Hiking: Isn’t it Romantic? Meanwhile, even my social life revolved around hiking. I must confess I took my dates on (sometimes too) rigorous hikes and I’m sure more than one woman not-so-fondly remembers not only a bad date but the hike from hell. Fortunately, I met a gal who could not only keep step with me on the trail, but surpasses me in every other way. Cheri and I have been together since our first hike, uh, date.
Pioneering the California Coastal Trail Of the many lands that have called to me, spoke to me, my home shoreline and coastal mountains have called the loudest. I answered the call by agreeing to the California Coastal Trail Foundation’s request to pioneer the California Coastal Trail. And so I took a little walk—a 1,600-mile hike as it turned out—from the Mexican border to the Oregon border along California’s diverse shore, through the coast range and redwood forest. It was a life-changing hike for me, as I transformed from a sportsman with something to prove to a traveler with something to learn—and share. I wrote a narrative, Hiking on the Edge: Dreams, Schemes, and 1600 Miles on the California Coastal Trail that chronicled my adventures and the unique people and places I encountered.
Hiking Vacations An upscale walking vacation company headquartered in England asked me to set up a North American branch. I helped create weeklong hiking holidays from the Olympic Peninsula to Santa Fe to the coast of Maine, and let tours around Santa Barbara and Point Reyes National Seashore north of San Francisco. I thoroughly enjoyed guiding hikers form all around the U.S. and Europe and some lovely paths, getting to know some wonderful people, and learning what goes on behind the scenes in this fun and rewarding part of the travel business.
Kids on the Trail I enjoyed family hikes and sharing the trail with my daughter Sophia and son Daniel. I’ve learned as much from my children as they have from me, and I’ve bee delighted by the opportunity to share what we’ve learned together in a pocket guide, “HIKE with Kids,” and in four more books about hiking I’ve written for other publishers.
Recently I’ve been quite alarmed by the rise of what the outdoors recreation community calls “Nature Deficit Disorder,” brought to our attention by author Richard Louv in his landmark book, Last Child in the Woods. I’ve been speaking out on that topic and writing books about hiking and outdoors skills for kids, including Let’s Go Geocaching! and Let’s Go Hiking!
Older, Wiser, The Trailmaster Nearly 20 years ago, a California newspaper reporter, who shall be held blameless and left nameless, branded me “The Trailmaster” after interviewing me for a story he wrote about hiker safety. Shortly thereafter, a radio talk show host picked up on the name and invited listeners to call in with their questions about hiking for “The Trailmaster.”

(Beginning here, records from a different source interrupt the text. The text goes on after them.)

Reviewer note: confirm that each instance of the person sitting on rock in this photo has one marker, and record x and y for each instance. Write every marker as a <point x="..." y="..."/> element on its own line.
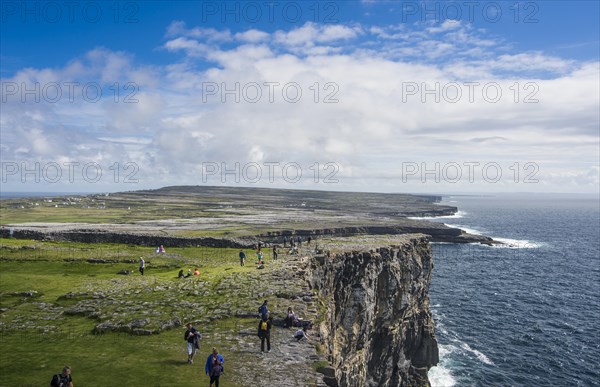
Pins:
<point x="301" y="334"/>
<point x="291" y="319"/>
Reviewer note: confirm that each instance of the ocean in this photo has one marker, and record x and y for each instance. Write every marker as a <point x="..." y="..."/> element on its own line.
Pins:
<point x="527" y="313"/>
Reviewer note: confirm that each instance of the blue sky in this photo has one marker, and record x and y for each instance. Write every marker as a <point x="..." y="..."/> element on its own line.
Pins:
<point x="396" y="96"/>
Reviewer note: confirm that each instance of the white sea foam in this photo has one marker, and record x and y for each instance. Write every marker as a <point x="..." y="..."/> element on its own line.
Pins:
<point x="441" y="375"/>
<point x="516" y="244"/>
<point x="465" y="229"/>
<point x="459" y="214"/>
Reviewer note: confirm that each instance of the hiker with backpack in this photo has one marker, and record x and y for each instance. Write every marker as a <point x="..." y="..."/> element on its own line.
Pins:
<point x="242" y="258"/>
<point x="214" y="367"/>
<point x="264" y="332"/>
<point x="63" y="379"/>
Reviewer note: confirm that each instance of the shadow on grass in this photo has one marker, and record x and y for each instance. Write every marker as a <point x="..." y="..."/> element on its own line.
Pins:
<point x="175" y="362"/>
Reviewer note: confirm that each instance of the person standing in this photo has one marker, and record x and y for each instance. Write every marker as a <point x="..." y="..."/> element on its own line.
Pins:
<point x="264" y="332"/>
<point x="263" y="310"/>
<point x="192" y="338"/>
<point x="63" y="379"/>
<point x="214" y="367"/>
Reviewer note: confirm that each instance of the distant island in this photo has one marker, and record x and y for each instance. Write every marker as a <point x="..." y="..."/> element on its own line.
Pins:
<point x="186" y="214"/>
<point x="358" y="276"/>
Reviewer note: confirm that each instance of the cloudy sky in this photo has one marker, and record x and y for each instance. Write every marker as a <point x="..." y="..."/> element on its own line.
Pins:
<point x="387" y="96"/>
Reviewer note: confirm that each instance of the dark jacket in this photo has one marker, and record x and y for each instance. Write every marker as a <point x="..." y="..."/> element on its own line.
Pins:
<point x="214" y="369"/>
<point x="267" y="332"/>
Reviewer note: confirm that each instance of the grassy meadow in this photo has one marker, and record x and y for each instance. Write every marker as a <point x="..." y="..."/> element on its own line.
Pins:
<point x="41" y="280"/>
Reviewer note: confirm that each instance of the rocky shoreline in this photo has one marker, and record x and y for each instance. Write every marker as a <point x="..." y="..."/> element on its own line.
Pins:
<point x="106" y="234"/>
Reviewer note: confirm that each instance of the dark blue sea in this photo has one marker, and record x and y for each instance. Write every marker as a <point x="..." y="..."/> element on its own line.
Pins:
<point x="528" y="313"/>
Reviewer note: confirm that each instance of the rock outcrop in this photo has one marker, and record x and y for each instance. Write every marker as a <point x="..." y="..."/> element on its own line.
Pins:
<point x="377" y="328"/>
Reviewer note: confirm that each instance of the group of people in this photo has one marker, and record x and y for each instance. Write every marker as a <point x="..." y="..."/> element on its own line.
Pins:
<point x="196" y="273"/>
<point x="214" y="362"/>
<point x="266" y="324"/>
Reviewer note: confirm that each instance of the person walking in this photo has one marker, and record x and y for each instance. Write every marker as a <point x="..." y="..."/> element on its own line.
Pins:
<point x="192" y="338"/>
<point x="214" y="367"/>
<point x="263" y="310"/>
<point x="63" y="379"/>
<point x="242" y="258"/>
<point x="264" y="332"/>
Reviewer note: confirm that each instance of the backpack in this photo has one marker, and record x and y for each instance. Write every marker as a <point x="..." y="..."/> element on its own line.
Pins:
<point x="263" y="311"/>
<point x="59" y="380"/>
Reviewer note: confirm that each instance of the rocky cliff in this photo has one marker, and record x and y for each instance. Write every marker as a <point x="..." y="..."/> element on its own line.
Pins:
<point x="377" y="328"/>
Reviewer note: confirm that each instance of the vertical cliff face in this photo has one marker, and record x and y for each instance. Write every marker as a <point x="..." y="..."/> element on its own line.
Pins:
<point x="377" y="327"/>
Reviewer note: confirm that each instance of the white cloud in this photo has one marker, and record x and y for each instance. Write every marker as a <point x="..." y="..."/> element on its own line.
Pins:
<point x="376" y="125"/>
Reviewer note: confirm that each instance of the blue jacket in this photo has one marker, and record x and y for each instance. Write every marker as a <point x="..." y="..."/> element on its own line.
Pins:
<point x="208" y="367"/>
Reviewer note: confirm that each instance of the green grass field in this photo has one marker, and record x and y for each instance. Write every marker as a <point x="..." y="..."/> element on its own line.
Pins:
<point x="37" y="340"/>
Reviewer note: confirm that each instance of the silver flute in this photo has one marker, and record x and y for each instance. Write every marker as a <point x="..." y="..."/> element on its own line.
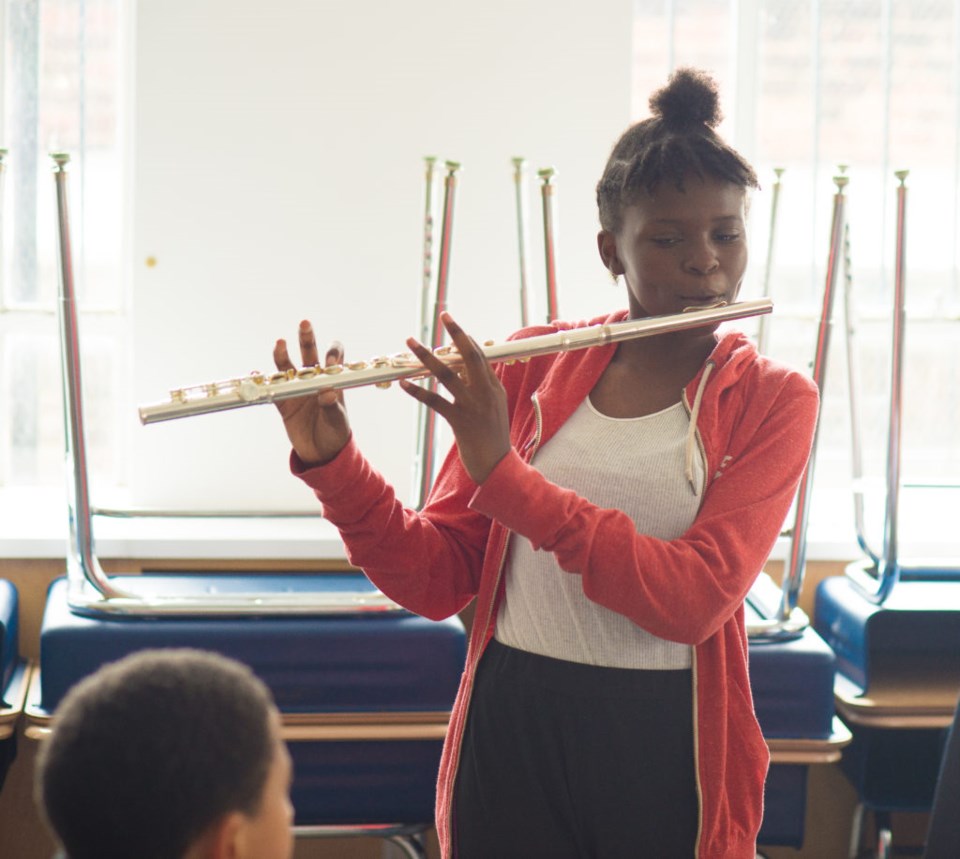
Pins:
<point x="260" y="388"/>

The name is easy to remember and is as good or better than any of the other names I’ve been called: “Trails expert,” “Hike writer,” and “Hiking spokesman” as well as less flattering terms—“eco-crank,” “curmudgeon” and coastal access extremist.”
At a certain time in life, some of us feel a calling to share our calling. For me, that time is now. It’s time to share the gospel of hiking, its rich tradition and its many benefits for body, mind and spirt.
I make no claims to be the smartest and most eloquent spokesman for hikers, but I do have one standout ability that helps me spread the good word: I can walk and talk at the same time.
Go on and scoff. But it’s harder than you think to hike and impart hiking wisdom at the same time, particularly with a TV camera tracking your every move. To be sure it’s an obscure talent, but one I’m delighted to use to share the hiker’s way.